Basic Logistic Models

  • model1 (LL.2): 2-parameter logistic f(x) = top / (1 + x/ic50)
  • model2 (LL.3): 3-parameter logistic f(x) = bottom + (top-bottom) / (1 + x/ic50)
  • model3 (LL.4): 4-parameter logistic f(x) = bottom + (top-bottom) / (1 + (x/ic50)^hillslope)
  • model4: 3-parameter with bottom fixed at 0
  • model5: 4-parameter with bottom fixed at 0
  • model6: 4-parameter with bottom=0 and hillslope=1

Extended Models (when enableCustomModels: true)
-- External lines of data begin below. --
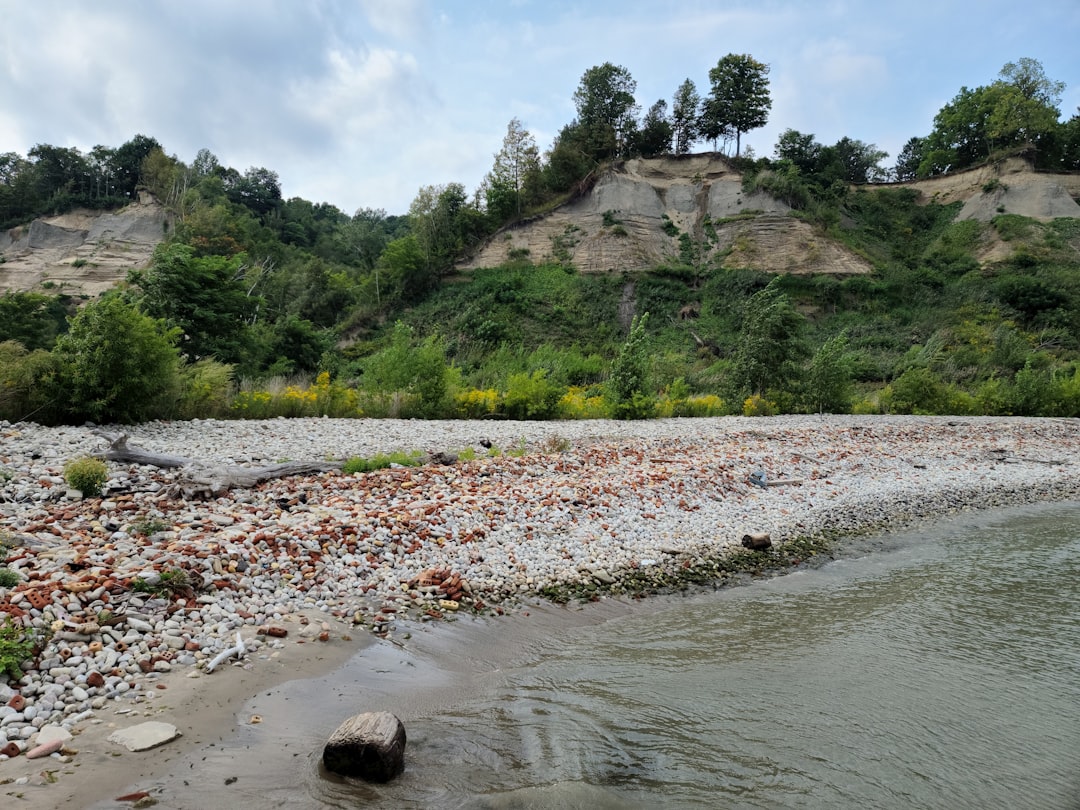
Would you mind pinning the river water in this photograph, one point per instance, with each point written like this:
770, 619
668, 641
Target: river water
937, 667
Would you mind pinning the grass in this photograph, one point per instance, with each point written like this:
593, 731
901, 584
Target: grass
381, 461
16, 645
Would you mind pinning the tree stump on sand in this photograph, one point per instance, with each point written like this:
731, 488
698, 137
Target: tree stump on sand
757, 541
369, 745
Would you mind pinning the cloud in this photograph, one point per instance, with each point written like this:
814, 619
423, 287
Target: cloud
362, 92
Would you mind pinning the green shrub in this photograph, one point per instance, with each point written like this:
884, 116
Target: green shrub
531, 396
16, 646
25, 382
86, 474
629, 381
173, 581
380, 461
117, 364
206, 390
916, 391
757, 405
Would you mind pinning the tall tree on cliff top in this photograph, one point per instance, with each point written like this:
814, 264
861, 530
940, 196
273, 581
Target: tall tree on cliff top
607, 111
685, 112
514, 175
1017, 109
739, 99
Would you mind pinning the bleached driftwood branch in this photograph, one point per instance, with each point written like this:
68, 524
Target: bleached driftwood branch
237, 650
200, 478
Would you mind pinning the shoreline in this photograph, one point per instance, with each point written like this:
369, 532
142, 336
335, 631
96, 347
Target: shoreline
626, 503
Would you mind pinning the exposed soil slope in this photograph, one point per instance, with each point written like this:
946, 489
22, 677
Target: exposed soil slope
81, 252
635, 213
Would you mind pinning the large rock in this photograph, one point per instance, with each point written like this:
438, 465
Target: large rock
145, 736
634, 214
370, 746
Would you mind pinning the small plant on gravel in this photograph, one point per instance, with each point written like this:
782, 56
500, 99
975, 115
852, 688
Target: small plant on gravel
555, 445
16, 646
173, 581
86, 474
380, 461
150, 526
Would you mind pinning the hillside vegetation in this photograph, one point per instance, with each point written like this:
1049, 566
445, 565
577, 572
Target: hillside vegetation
623, 277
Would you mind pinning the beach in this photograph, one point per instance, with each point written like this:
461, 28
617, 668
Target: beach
309, 569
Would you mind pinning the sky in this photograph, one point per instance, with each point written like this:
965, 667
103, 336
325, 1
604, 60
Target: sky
361, 103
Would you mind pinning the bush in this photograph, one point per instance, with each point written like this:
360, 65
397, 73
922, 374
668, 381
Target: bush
16, 646
582, 403
25, 379
206, 390
531, 396
86, 474
418, 372
916, 391
117, 364
477, 403
629, 380
757, 405
380, 461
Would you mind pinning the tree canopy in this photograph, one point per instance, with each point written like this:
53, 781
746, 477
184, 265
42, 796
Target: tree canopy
739, 99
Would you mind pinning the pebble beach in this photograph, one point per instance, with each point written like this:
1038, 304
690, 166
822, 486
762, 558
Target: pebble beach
143, 586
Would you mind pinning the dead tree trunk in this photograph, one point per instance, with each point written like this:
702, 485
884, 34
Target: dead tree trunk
369, 745
202, 480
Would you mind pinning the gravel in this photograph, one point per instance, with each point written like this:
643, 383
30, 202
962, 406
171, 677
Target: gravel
142, 582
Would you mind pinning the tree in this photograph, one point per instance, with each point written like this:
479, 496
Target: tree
440, 217
126, 163
607, 111
258, 189
685, 113
800, 149
116, 364
514, 174
410, 366
829, 379
628, 386
739, 99
62, 177
31, 319
655, 136
769, 342
203, 297
1029, 78
909, 159
1016, 110
854, 161
568, 161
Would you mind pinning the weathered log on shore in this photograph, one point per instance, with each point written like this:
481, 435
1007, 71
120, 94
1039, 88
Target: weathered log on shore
758, 541
369, 745
202, 480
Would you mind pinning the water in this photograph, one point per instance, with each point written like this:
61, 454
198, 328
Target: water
937, 669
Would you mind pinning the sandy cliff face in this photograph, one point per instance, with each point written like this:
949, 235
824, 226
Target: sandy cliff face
634, 215
626, 220
81, 253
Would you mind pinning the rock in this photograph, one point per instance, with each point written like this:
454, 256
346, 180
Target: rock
757, 541
369, 745
139, 625
52, 733
43, 750
145, 736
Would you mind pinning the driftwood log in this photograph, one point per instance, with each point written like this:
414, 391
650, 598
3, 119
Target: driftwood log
758, 541
202, 480
370, 746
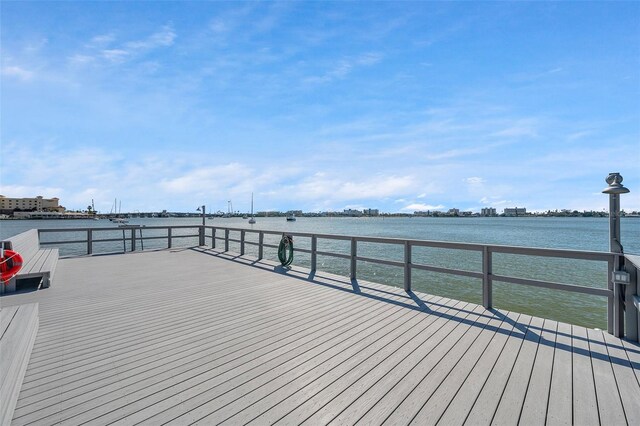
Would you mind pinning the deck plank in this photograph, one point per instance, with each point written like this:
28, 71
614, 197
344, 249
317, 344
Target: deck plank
340, 382
609, 402
534, 409
486, 404
559, 410
585, 402
628, 385
234, 340
458, 409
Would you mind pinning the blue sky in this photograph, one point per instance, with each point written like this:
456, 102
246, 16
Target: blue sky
400, 106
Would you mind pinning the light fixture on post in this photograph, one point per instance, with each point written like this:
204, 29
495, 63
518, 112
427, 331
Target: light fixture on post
619, 277
201, 233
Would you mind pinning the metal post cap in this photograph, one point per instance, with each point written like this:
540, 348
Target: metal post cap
614, 180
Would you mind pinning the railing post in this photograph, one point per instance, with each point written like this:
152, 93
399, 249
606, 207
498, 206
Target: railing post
314, 252
89, 241
630, 310
487, 285
611, 301
618, 303
354, 253
407, 266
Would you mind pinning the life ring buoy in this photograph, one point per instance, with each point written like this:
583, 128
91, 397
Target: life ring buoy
10, 264
285, 250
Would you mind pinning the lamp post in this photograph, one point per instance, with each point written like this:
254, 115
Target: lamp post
201, 233
619, 277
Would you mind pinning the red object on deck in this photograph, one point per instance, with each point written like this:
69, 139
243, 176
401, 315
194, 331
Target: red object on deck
10, 264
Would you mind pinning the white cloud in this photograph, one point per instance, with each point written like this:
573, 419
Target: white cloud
18, 72
344, 67
163, 38
475, 180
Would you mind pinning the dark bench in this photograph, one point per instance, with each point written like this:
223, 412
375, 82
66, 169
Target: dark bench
37, 262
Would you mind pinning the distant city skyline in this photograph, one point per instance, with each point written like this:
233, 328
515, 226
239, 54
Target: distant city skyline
320, 106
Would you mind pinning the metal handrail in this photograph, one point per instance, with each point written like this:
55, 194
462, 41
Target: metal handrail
615, 304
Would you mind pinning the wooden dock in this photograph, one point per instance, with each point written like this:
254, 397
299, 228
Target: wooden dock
197, 336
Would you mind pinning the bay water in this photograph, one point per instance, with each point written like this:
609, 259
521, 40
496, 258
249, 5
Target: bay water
590, 234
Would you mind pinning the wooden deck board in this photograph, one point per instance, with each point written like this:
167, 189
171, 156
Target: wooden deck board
559, 409
585, 401
223, 339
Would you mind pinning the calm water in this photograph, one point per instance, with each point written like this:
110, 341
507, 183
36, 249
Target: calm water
565, 233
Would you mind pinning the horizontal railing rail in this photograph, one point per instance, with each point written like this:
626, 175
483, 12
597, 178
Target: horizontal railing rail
617, 303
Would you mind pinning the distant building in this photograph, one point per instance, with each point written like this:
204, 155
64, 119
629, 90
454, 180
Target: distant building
488, 211
516, 211
38, 204
351, 212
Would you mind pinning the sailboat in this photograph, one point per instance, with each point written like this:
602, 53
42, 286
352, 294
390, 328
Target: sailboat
253, 219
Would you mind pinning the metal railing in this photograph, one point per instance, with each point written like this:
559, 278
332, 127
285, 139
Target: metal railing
620, 301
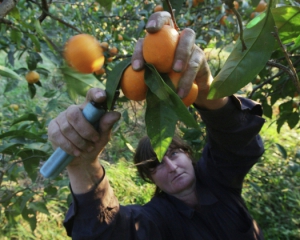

  • gompertz: Gompertz growth model
  • weibull: Weibull dose-response model
  • exponential: Exponential decay model
  • linear: Linear dose-response model

API Reference

DoseResponseAnalyzer

Methods

  • fitBestModels(df): Fit all models and return best fit for each compound
  • fitSingleModel(concentration, response, modelName, modelSpec): Fit a specific model
  • predictCurve(compoundResult, concentrationRange?, nPoints?): Generate smooth prediction curve
  • getColumns(): Get current column mapping
  • getModelSpecs(): Get available model specifications

Results Structure

interface AnalysisResults {
    summaryTable: DataFrame<any>;      // All model fits with metrics
    bestModels: DataFrame<any>;        // Best model for each compound
    bestFittedModels: {               // Fitted model objects
        [compound: string]: CompoundResult
    };
    allResults: {                     // All fitted models
        [key: string]: CompoundResult
    };
}

Examples

Run the included examples:

# TypeScript example
npm run example-ts

# JavaScript example  
npm run example

# Browser example
npm run browser-example

Development

Building from Source

# Install dependencies
npm install

# Build TypeScript to JavaScript
npm run build

# Run tests
npm test

License

MIT License - see LICENSE file for details.